Sur le Tour des Flandres, Jürgen Roelandts a réalisé un beau numéro, immité une semaine plus tard par Vanmarcke - Photo lottobelisol.be
Sur le Ronde, Roelandts a réalisé un numéro, imité une semaine plus tard par Vanmarcke – Photo lottobelisol.be

Le bilan belge sur les flandriennes est famélique : aucune victoire. Mais à y regarder de plus prêt, le cyclisme du pays sortira peut-être grandi de ce début de printemps raté. Avec la génération des Hoste, Vansummeren et surtout Boonen qui commence à s’essouffler, les observateurs commençaient légitimement à douter d’une relève encore faible et plus orientée vers les ardennaises. Sur le Tour des Flandres et Paris-Roubaix, Greg Van Avermaet, Jürgen Roelandts et Sep Vanmarcke, tous les trois nés entre 1985 et 1988, ont prouvé qu’ils avaient le niveau.

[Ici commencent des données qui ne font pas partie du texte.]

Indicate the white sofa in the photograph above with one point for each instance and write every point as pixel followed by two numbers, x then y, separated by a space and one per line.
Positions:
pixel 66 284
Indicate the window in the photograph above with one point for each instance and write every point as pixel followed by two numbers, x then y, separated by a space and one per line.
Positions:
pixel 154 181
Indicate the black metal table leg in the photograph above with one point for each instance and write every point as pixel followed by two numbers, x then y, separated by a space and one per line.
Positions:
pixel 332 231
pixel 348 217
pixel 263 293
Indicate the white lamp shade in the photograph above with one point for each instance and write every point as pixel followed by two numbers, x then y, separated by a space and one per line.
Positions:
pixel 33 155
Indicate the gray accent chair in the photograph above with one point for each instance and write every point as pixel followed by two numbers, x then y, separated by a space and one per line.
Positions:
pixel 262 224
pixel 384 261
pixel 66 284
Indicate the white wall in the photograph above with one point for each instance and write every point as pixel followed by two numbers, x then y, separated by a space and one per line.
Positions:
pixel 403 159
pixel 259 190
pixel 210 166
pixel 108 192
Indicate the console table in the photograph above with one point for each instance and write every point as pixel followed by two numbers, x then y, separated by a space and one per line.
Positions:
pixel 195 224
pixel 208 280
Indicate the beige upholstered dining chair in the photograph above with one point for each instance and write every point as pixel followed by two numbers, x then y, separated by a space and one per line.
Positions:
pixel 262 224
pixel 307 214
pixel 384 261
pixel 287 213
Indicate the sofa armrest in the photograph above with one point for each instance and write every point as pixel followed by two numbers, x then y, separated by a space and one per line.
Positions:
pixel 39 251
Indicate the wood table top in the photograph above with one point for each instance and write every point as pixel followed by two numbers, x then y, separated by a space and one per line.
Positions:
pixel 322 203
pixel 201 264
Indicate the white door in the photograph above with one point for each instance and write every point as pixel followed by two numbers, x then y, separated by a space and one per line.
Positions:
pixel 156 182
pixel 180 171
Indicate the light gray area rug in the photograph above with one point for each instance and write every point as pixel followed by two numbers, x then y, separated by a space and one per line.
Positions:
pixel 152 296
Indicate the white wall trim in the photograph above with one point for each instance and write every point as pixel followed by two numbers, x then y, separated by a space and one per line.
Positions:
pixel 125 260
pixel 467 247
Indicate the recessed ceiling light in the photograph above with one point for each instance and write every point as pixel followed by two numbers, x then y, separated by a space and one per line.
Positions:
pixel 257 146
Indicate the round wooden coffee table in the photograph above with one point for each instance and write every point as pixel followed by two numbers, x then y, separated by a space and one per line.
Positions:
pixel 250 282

Van Avermaet, plus belle la vie sans Gilbert

Puncheur ou flahute ? C’est la question que beaucoup de monde se pose, et à laquelle même le principal intéressé ne semble pas capable de répondre. Après des débuts tonitruants, ponctués d’un maillot par points sur la Vuelta et d’un titre honorifique de flandrien de l’année – remporté devant Boonen et Devolder, pourtant vainqueurs respectivement de Paris-Roubaix et du Ronde -, beaucoup voyaient en lui un futur grand du cyclisme mondial. Trop de pression d’un coup ? Peut-être, puisque le Flamand stagne alors durant deux ans, décevant inlassablement ceux qui croyaient en lui. Il faudra attendre un déclic, venu des Championnats du Monde de Geelong et de son transfert chez BMC, pour le voir de nouveau en haut de l’affiche. Depuis, Greg Van Avermaet collectionne les très bonnes performances sur les classiques et fait régulièrement partie des gros outsiders : que ce soit sur Milan-Sanremo, sur les flandriennes ou sur les ardennaises.

Continuant de jongler entre un rôle d’équipier pour Gilbert ou Ballan et celui de leader lorsque l’un des deux est absent, on ne sait toujours pas s’il est meilleur sur les pavés flamands ou sur les bosses des Ardennes. Mais cette question mérite-t-elle d’être postée ? Pourquoi ne pas considérer Van Avermaet comme un coureur bourré de talent, possédant une endurance et une polyvalence qui lui permettent de pouvoir briller sur tous les terrains ? Souvent comparé à Sagan et Gilbert, il est aussi doté d’une pointe de vitesse qui devrait lui permettre de conclure. Mais justement, conclure, finir le travail, c’est ce qu’il manque à Greg Van Avermaet. Trop souvent placé, il n’a encore jamais gagné de classique World Tour. Quelques corrections s’imposent encore pour faire taire toutes les critiques.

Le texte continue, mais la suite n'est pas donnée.